The only piece of the puzzle that you needed was the "sound to MCU" thingy. First, I must say how I admire the skills/wisdom of the posters who gave advice:"...biasing and signal conditioning ..." and "...FFT object..." are topics that make my head spin! I'm not doubting them, because they are over my head! But sometimes less is more. So being a "less" kind of poster, let me focus on this aspect: "...latch the sound to a digital output..." That is all you want to do, so avoid anything concerning analog such as MEMS microphone, or really all audio in general. I'm in love with the Teensy Audio Library (really!), but you don't need it here. All you want is (IIUC): to know if the trigger sound in heard or not heard (latching to digital). For this task the hardware already exists. Google "arduino sound detection module" and the
first pictured device (when I did the google on 2018-02-11 @ 6:11PM) will find its way to your snail-mailbox for less than a buck (USD $1).

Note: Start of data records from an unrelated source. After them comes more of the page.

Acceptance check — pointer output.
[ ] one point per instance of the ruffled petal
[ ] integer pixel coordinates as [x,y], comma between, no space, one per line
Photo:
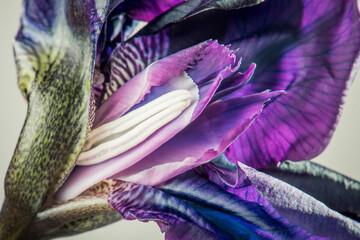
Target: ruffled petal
[302,209]
[333,189]
[163,76]
[205,138]
[132,57]
[307,48]
[193,200]
[147,10]
[191,8]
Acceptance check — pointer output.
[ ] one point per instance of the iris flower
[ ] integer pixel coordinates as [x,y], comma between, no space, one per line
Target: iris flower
[183,113]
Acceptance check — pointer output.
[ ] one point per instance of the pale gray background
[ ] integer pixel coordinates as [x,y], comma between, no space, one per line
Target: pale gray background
[342,154]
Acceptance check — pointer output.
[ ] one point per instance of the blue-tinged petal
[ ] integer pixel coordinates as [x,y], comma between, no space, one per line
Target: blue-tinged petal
[192,70]
[131,57]
[333,189]
[147,10]
[193,7]
[196,200]
[188,231]
[55,51]
[307,48]
[300,208]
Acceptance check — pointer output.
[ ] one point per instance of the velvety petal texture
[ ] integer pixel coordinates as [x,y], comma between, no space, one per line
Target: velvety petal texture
[193,7]
[192,69]
[333,189]
[302,209]
[55,50]
[147,10]
[190,198]
[196,145]
[307,48]
[232,203]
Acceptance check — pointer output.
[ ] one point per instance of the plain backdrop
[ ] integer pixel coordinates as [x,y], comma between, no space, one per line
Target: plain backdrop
[341,155]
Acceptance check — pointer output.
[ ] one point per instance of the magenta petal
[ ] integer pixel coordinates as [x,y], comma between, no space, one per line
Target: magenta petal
[165,75]
[307,48]
[131,57]
[204,139]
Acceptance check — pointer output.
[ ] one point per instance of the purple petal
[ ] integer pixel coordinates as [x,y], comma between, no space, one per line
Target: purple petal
[333,189]
[213,131]
[194,200]
[188,231]
[131,57]
[307,48]
[147,10]
[301,209]
[159,78]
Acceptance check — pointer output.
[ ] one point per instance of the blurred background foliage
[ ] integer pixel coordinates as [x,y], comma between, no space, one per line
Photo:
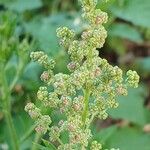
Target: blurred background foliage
[127,45]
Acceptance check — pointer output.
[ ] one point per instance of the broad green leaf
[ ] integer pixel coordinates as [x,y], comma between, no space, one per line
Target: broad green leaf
[131,107]
[125,31]
[134,11]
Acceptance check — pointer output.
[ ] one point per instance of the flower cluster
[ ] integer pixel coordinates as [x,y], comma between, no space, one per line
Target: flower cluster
[88,91]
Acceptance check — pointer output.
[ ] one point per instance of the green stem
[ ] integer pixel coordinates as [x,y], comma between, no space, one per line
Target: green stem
[86,105]
[19,71]
[11,130]
[36,140]
[7,111]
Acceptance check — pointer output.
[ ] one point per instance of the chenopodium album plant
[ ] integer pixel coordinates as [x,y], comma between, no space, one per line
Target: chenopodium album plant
[10,46]
[87,92]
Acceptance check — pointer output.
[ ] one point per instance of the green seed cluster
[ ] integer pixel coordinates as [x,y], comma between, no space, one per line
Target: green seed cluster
[90,89]
[42,121]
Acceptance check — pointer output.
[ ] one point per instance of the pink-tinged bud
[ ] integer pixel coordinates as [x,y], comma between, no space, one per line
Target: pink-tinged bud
[71,66]
[44,76]
[97,72]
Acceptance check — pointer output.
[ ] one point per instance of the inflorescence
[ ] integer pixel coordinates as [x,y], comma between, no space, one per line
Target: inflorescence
[87,92]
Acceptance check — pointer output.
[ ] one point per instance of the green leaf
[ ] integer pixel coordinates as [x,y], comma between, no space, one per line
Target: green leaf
[129,139]
[40,147]
[105,134]
[44,30]
[49,145]
[125,31]
[144,64]
[23,5]
[134,11]
[131,107]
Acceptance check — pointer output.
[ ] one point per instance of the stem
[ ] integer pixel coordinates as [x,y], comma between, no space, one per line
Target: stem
[12,130]
[60,142]
[86,105]
[19,71]
[7,110]
[36,140]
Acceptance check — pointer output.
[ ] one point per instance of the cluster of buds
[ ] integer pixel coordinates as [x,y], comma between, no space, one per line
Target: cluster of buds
[42,121]
[90,89]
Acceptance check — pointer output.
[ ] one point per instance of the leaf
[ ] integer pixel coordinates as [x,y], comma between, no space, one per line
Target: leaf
[129,139]
[23,5]
[44,30]
[125,31]
[49,145]
[131,107]
[134,11]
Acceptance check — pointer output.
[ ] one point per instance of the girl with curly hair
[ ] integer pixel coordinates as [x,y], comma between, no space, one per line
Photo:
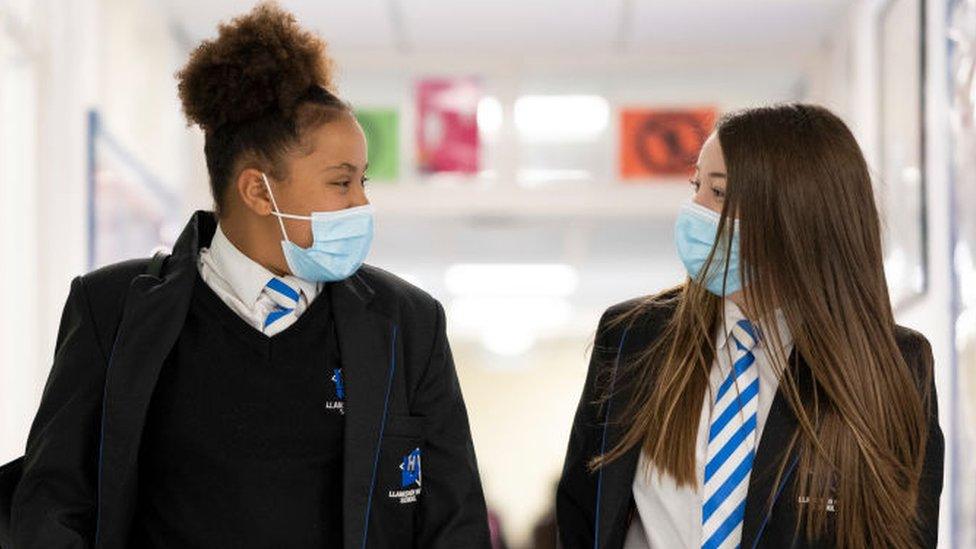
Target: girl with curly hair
[261,386]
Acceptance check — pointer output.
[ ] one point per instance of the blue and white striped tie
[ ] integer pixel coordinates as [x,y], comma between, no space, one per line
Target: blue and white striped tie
[285,298]
[731,445]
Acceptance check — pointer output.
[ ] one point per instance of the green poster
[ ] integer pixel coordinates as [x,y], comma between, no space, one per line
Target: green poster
[382,129]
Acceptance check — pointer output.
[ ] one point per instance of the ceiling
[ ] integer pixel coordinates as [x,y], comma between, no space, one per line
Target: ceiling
[542,26]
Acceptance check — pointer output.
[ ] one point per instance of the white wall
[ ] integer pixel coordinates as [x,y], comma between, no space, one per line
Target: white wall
[117,56]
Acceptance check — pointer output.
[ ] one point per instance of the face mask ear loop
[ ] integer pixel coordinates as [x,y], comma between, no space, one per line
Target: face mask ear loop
[275,204]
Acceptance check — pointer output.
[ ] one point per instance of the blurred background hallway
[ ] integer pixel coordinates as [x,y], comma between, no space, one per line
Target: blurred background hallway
[524,153]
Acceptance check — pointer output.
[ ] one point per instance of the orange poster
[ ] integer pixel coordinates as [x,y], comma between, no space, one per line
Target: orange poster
[662,142]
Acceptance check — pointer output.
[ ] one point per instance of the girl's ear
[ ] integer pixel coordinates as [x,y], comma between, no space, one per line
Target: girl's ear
[253,191]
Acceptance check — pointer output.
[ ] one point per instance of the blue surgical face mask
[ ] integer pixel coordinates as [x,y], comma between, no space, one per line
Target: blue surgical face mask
[340,242]
[695,234]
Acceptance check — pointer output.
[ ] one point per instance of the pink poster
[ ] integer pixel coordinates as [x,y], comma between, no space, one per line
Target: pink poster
[447,125]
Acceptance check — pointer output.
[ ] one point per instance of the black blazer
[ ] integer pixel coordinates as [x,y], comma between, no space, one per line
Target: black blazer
[595,510]
[78,485]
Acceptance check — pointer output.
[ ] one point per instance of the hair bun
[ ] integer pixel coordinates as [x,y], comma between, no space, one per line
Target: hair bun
[260,63]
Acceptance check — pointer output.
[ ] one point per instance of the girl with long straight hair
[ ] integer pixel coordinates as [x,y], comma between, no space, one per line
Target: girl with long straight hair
[770,400]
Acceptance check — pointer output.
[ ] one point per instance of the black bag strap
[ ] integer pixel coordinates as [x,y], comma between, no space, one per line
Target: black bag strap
[155,267]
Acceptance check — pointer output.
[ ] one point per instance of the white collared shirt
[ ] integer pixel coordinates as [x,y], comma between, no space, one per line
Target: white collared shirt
[668,516]
[239,282]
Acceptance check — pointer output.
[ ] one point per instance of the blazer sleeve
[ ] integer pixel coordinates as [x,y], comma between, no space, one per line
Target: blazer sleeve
[54,504]
[930,483]
[453,512]
[577,488]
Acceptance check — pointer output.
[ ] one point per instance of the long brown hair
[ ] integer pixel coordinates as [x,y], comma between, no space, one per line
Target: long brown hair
[811,247]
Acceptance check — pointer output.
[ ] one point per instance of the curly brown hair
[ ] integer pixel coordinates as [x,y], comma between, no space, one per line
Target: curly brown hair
[255,91]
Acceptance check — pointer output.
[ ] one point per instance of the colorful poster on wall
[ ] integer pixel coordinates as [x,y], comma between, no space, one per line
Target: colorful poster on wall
[662,142]
[447,125]
[382,129]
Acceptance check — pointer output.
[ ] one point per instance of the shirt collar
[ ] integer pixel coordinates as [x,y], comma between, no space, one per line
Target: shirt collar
[247,277]
[734,314]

I 'm only going by googled info, not from experience. Presumably this thing can be made to work; if so, you are golden. Meaning that the issue of
...defining what constitutes a valid trigger... is eliminated, or rather, is replaced by a precision trim-pot (dial-in your threshold the easy way). What I can say based on experience, is that the ESP8266 is reliable, Arduino IDE friendly, and has snazzy connection range. My project ran for 8 months without crashing before I re-purposed it.
Also, googling "arduino sound detection module" gives a
link to a tutorial <<<one very minor and trivial gripe with the tutorial is where it says, "Sound is detected via a microphone and fed into an LM393 op amp." Ahem, the LM393 is a Dual Differential Comparator, NOT an op amp! ;+D >>> on using the module, which includes oh-so-short-and-sweet-code which takes care of keeping a GPIO in real-time agreement with the detection module. This makes your "...hoping to not have it continually scanning..." a matter of attaching an interrupt to a pin (I've never done this, but I
think this is right!)
So my (remedial) opinion is: arduino sound detection module attached to a GPIO on the ESP8266 for the detect end. Then another ESP8266 to make the Teensy aware of the trigger sound (using a GPIO). (Although the ESP8266 is a WiFi device, linking 2 ESPs doesn't require a router if the
ad-hoc mode is used.) Then the Teensy can use its USB and the Keyboard Library to send the space bar key-press to your PC. Time/Date stamping could be done at any point in the chain. Teensy would be my choice. Use EEPROM or SD depending on how much data is logged. A
breadboard power supply lets you use a junk-drawer power adapter (6.5 Volts min, 12 Volts max). Total cost (not including power adapters, SD card, or PC) would be less than 24 bucks (delivered), using a Teensy LC, 2 ESP8266-12e, 2 power supply modules, and the detection module.